From its position in the switching trenches, Juniper Networks has planned not one, but two ways to flatten legacy three-tier data center networks.
Juniper calls its approach the 3-2-1 data centre network architecture, promoting the idea that enterprises can cut one tier out of their data centre networks today and, ultimately, another.
The result will be the flattest of all flat networks – a single layer operating as one giant switch.
Juniper shared that ultimate vision, called Project Stratus, almost two years ago, but products aren't expected till 2011.
A two-tier fabric
In the meantime, enterprise network planners who see value in a flatter architecture can take advantage of a two-tier fabric using Juniper's Virtual Chassis technology.

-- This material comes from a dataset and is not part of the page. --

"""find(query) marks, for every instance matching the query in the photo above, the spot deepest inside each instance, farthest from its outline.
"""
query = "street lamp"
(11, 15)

Applied at the access layer, Virtual Chassis technology allows up to 10 EX 4200 top-of-rack switches to operate and be managed as a single logical switch comprising hundreds – 480 in the case of the EX 4200 – of Gigabit Ethernet ports.
Juniper also will have Virtual Chassis technology available on the EX 4500, a 48-port 10G Ethernet switch that will be available later this year or early next, says Calvin Chai, a director of enterprise marketing at Juniper.
Enterprises can mix and match EX 4200 and 4500s, which also will support Converged Enhanced Ethernet and Fibre Channel over Ethernet (FCoE) for storage convergence, in the same Virtual Chassis fabric.
"You still have your physical devices, but instead of using the traditional chassis-based model with a single chassis sitting in a rack and slotting in modules for ports, you can have these one-rack unit servers distributed throughout the data center. You can extend the Virtual Chassis fabric across floors, buildings or in the same rack using fiber connections," says Chai, noting a distance limitation of 50 kilometers.
"And, you don't have to have 10 different uplinks from each of those switches. You just need one uplink because it behaves as one logical switch, so you're saving on port density and can collapse the core and aggregation layers – you simplify the network as you scale it up," he adds.
"Juniper does have this nice, interesting twist with how it's pulling off this two-tier architecture by making it look like one machine," says Robin Layland, head of Layland Consulting, which specializes in network architecture and strategy for enterprise customers.
A single network hop
Further reducing complexity and bolstering performance would come with even more streamlining of the data center network architecture, Chai says. Juniper hasn't disclosed Stratus project details, but the goal is to collapse to a single layer that will provide connectivity from any point to any other point in a data centre with one processing hop, he says.
And don't be fooled by the "3-2-1" name, Chai says. Enterprises do not need to flatten the network progressively. An enterprise running a large three-tier data center network could go straight from there into a Stratus fabric, he says.
"I don't dare use the word 'FDDI,' but it does sound like Juniper is planning to interconnect all these machines together and, in effect, form a super bus loop over the data center. Data would travel around the bus until the right machine pulls it off," says Layland, referring to an obsolete token-based networking technology. "We definitely don't want to say 'FDDI,' but you can ask all the same sorts of questions and bring up the same issues using new terms if we're essentially talking about a ring architecture."
"One tier, two tier – are we talking 10-minute abs or seven-minute abs? It's really all up to the flexibility of the customer," says John Turner, director of networks and systems at Brandeis University, in Waltham, Mass., which is currently evaluating how best to handle a data center network refresh coming in 2011.
Juniper has made Brandeis' short list of choices, as has Cisco. But Turner says he's made no final decision on how best to flatten the network in support of increased virtualization. Storage convergence is on his mind, too, but not a burning issue at this point.